Economic sanctions imposed on Russia and other countries by the United States put the dollar’s dominance at risk as targeted nations seek out an alternative, Treasury Secretary Janet Yellen (photo) said on CNN.
Treasury Secretary Janet Yellen acknowledged that US economic sanctions risk the hegemony of the US dollar as the world’s reserve currency as they push targeted countries to seek alternatives.
“There is a risk when we use financial sanctions that are linked to the role of the dollar that over time it could undermine the hegemony of the dollar,” Yellen said on CNN.
“Of course, it does create a desire on the part of China, of Russia, of Iran to find an alternative,” Yellen said. “But the dollar is used as a global currency for reasons that are not easy for other countries to find an alternative with the same properties.”

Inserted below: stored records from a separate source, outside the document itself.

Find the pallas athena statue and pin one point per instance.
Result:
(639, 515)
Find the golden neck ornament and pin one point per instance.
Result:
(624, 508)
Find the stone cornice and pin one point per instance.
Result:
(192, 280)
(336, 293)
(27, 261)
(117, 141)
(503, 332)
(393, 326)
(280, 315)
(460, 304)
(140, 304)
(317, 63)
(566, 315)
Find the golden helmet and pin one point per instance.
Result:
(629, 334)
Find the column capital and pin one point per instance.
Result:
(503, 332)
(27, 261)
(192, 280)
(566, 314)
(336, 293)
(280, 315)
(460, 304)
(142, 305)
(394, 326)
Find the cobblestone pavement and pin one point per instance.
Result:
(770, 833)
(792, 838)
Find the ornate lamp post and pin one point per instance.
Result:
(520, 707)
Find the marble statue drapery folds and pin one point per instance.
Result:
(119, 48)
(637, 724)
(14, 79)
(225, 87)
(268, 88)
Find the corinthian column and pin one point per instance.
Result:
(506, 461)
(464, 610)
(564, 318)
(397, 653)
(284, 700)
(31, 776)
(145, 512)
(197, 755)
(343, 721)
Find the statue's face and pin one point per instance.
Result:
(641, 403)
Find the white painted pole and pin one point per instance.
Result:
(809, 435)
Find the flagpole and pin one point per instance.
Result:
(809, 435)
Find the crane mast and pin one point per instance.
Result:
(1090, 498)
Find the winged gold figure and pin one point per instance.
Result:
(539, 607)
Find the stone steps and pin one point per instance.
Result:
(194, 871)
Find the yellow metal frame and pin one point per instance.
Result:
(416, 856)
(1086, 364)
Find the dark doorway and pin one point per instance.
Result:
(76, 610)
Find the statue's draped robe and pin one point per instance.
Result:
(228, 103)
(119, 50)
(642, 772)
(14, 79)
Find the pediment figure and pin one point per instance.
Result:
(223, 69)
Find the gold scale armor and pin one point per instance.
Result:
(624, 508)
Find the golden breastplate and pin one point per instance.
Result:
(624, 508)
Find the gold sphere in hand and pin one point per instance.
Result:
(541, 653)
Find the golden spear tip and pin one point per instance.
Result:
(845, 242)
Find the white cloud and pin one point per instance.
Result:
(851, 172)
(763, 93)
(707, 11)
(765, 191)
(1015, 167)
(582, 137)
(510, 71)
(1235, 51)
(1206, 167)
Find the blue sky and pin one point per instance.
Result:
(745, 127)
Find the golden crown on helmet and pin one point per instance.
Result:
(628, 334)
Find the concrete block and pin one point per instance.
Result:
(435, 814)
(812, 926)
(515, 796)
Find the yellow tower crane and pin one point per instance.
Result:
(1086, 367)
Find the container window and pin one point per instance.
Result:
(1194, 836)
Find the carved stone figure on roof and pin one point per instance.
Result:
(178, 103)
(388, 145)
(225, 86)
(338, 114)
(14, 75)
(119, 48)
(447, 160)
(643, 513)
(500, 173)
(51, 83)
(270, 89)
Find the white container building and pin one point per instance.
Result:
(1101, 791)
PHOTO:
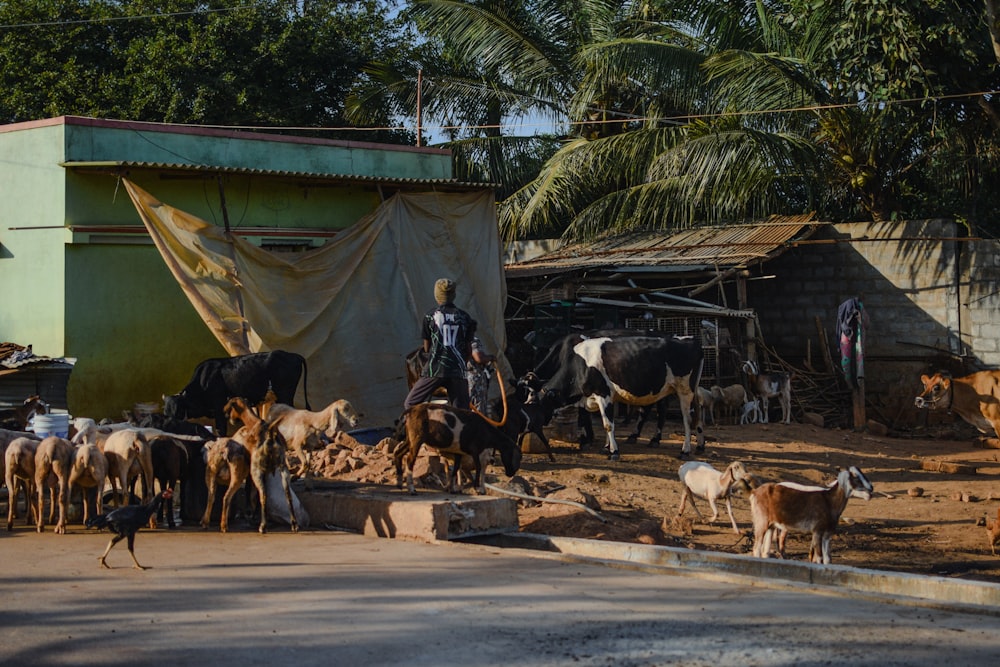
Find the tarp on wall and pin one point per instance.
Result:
(352, 307)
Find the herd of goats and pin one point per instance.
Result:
(157, 450)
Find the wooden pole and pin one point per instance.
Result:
(420, 83)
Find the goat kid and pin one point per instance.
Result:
(227, 462)
(702, 480)
(267, 449)
(787, 506)
(453, 432)
(54, 456)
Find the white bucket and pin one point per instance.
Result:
(53, 423)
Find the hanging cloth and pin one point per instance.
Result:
(851, 323)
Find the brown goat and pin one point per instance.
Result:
(453, 432)
(227, 462)
(267, 449)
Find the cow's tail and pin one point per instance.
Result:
(503, 399)
(305, 383)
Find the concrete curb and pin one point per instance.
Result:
(899, 588)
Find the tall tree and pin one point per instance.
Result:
(268, 63)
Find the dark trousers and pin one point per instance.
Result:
(424, 388)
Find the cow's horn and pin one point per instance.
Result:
(503, 399)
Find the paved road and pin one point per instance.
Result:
(328, 598)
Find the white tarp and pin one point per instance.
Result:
(352, 307)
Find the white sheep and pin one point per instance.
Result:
(702, 480)
(787, 506)
(731, 399)
(305, 430)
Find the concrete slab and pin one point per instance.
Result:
(377, 512)
(898, 587)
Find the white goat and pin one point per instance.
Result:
(702, 480)
(787, 506)
(305, 430)
(19, 472)
(707, 399)
(731, 399)
(770, 385)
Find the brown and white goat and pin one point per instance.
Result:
(305, 430)
(19, 472)
(766, 386)
(702, 480)
(89, 471)
(787, 506)
(267, 449)
(54, 456)
(456, 433)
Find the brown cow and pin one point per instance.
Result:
(975, 398)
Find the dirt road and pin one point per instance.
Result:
(321, 598)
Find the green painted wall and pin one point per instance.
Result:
(108, 299)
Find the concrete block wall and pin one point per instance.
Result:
(930, 298)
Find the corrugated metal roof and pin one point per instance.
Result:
(719, 248)
(114, 165)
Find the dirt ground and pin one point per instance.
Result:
(919, 521)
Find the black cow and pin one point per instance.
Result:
(248, 376)
(638, 369)
(549, 364)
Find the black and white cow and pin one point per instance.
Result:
(247, 376)
(638, 369)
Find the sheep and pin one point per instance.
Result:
(787, 506)
(707, 400)
(455, 432)
(19, 469)
(731, 398)
(53, 456)
(89, 471)
(770, 385)
(227, 462)
(702, 480)
(305, 430)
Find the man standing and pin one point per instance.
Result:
(447, 334)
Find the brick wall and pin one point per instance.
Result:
(931, 301)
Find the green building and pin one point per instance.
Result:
(82, 278)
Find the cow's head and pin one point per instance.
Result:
(936, 393)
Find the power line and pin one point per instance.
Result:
(109, 19)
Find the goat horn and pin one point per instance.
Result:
(503, 399)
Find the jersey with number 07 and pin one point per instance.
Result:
(450, 330)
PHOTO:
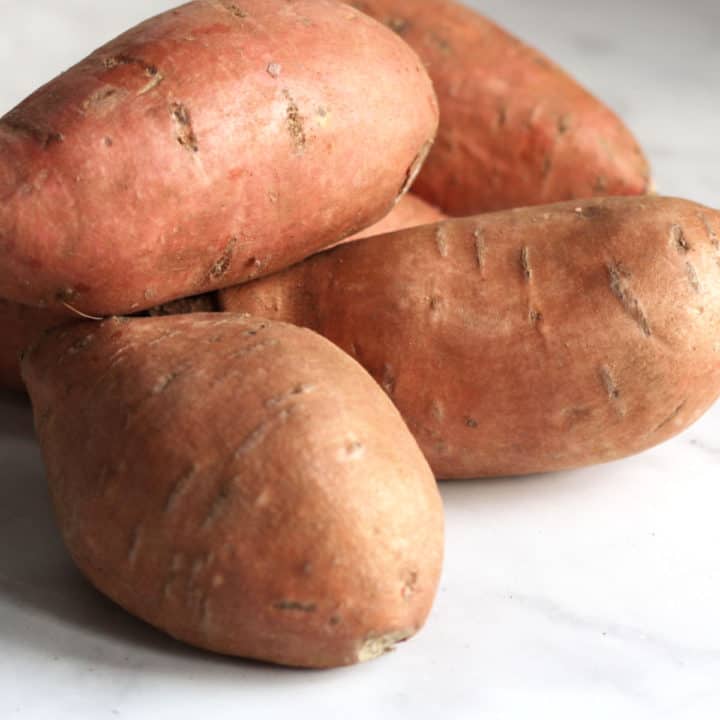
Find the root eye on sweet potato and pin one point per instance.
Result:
(204, 147)
(515, 129)
(240, 484)
(528, 340)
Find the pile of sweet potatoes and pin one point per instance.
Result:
(250, 351)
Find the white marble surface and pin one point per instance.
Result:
(591, 594)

The robust US capital markets and rule of law “are essential in a currency that is going to be used globally for transactions,” she added. “And we haven’t seen any other country that has the basic… institutional infrastructure that would enable its currency to serve the world like this.”
Yellen noted that sanctions are an “extremely important tool,” all the more so when used by the United States and its allies as “a coalition of partners acting together to impose these sanctions.” But she recognized how sanctions can hurt the US dollar.
Last month, Yellen recognized that US sanctions on Iran have caused a “real economic crisis” in the country but haven’t changed the government’s behavior. Despite this, she said the Biden administration plans to impose more sanctions on the Islamic Republic.